El verano ya no es lo que era
Aquellas vacaciones en Briviesca
En la fiesta de Briviesca es tradicional que todos los habitantes del pueblo canten el himno que toca la banda municipal en el quiosco de la plaza mayor
La señora que aparece en la fotografía vestida de negro con un moño recogido y que mira tal vez a sus nietos en una piscina podría ser mi abuela , la abuela de muchos de los niños que habíamos nacido en los años 50.

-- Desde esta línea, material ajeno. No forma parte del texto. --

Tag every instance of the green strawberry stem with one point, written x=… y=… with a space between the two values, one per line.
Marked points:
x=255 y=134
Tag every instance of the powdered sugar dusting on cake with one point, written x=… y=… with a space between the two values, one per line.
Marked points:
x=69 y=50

La madre de mi madre, que había venido al mundo en 1893 en Briviesca (Burgos), había visto volar un avión sobre la plaza del pueblo cuando era adolescente, se había subido a un automóvil por primera vez cuando ya estaba casada y recordaba las predicciones sobre el inminente fin del mundo cuando el cometa Halley sobrevoló los cielos en 1910.

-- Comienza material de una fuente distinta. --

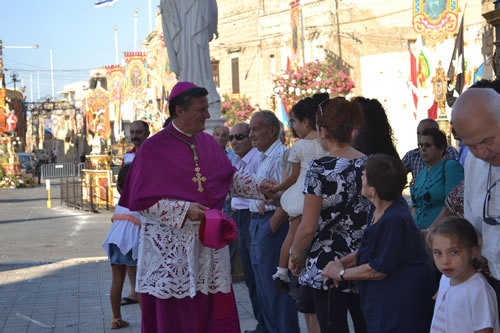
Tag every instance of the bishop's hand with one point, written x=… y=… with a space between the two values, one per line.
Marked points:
x=266 y=187
x=196 y=211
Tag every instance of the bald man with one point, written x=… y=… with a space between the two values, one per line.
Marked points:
x=476 y=119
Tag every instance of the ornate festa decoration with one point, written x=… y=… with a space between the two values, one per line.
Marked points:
x=434 y=19
x=135 y=70
x=439 y=83
x=116 y=88
x=98 y=113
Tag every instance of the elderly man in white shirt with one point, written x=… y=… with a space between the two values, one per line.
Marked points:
x=247 y=159
x=476 y=119
x=278 y=308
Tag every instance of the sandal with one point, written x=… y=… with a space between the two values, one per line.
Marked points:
x=118 y=323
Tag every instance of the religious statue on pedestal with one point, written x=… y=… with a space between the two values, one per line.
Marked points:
x=188 y=27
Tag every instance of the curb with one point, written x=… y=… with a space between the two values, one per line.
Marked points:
x=72 y=261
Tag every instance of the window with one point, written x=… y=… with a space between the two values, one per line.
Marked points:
x=235 y=71
x=215 y=72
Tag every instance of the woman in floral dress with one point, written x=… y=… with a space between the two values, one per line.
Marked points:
x=335 y=215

Cuando yo era niño, en aquellos largos veranos de la década de los 60, mi abuela me llevaba al río Oca en Briviesca para bañarme en una poza conocida por los lugareños como La Culebrilla . Muchos años más tarde, Miquel Iceta , el secretario del PSC, me contó que veraneaba también en Briviesca y que se bañaba en aquel charco de un río que llevaba poquísima agua.
Iceta era el hijo de un médico de Bilbao que dejaba a su familia varios meses en este pueblo de La Bureba , una zona próxima al País Vasco, muy rica en cereales. Descubrimos en una conversación que ambos teníamos vínculos en Castil de Peones , donde había vivido la hermana melliza de mi abuela.

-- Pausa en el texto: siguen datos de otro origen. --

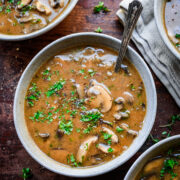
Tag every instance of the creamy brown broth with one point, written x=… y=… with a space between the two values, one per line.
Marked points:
x=18 y=18
x=165 y=166
x=172 y=21
x=83 y=123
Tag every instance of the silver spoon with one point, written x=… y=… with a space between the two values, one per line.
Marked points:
x=134 y=10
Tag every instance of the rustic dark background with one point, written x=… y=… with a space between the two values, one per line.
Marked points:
x=14 y=57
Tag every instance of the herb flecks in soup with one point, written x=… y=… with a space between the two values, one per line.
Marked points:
x=165 y=166
x=26 y=16
x=172 y=21
x=80 y=112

Siempre he escuchado contar a mi madre que yo tenía tomada la medida a mi abuela, que me adoraba y que siempre se prestaba a mis antojos . Al final de su vida, debía ser en torno a 1963, vivía parte del año en la casa de mis padres. Recuerdo que, cuando salía el hombre del tiempo al final del telediario de la noche, se ponía a hablar con él. La buena mujer no entendía muy bien la naturaleza de aquel aparato mágico llamado televisor.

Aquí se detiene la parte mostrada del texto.